The season was shot in Albany, Schenectady and Troy, New York, and internationally in London and Dublin. COVID prevented the producers from shooting in New York City, so they headed upstate.
“We couldn’t get a big enough soundstage to keep the air flowing and do all the COVID protocol,” said John Carney, executive producer.
COVID caused some headaches, but Carney is not complaining. “I wasn’t driving a bus in Manhattan in March or April of 2020,” he said, “or having [to do] a real job.”
Speaking of COVID, episodes include one where Lucy Boynton and Harington play characters who meet on a train in Ireland, and promise to meet again on the train two weeks later, without exchanging numbers.
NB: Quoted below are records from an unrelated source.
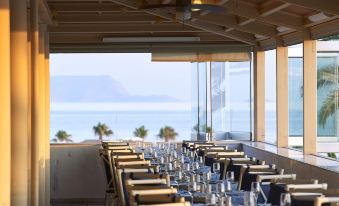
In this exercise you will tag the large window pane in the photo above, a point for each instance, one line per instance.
(295, 95)
(239, 96)
(202, 95)
(327, 96)
(270, 94)
(218, 91)
(194, 101)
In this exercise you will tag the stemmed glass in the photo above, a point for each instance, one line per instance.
(216, 169)
(230, 176)
(255, 188)
(285, 199)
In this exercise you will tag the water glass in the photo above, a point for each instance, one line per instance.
(220, 188)
(285, 199)
(211, 199)
(228, 201)
(255, 188)
(216, 167)
(230, 176)
(250, 199)
(221, 201)
(228, 185)
(197, 178)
Then a pandemic hits.
“I love things on trains,” Carney said, mentioning Hitchcock’s Strangers on a Train and Linklater’s Before Sunset.
Carney loves that all the episodes, and the column they’re inspired by, are based on real events. “Sometimes the make-y up-y nature of a TV show — enough already,” he said. “We have an extra magic in this. This all comes back to, these things happened.”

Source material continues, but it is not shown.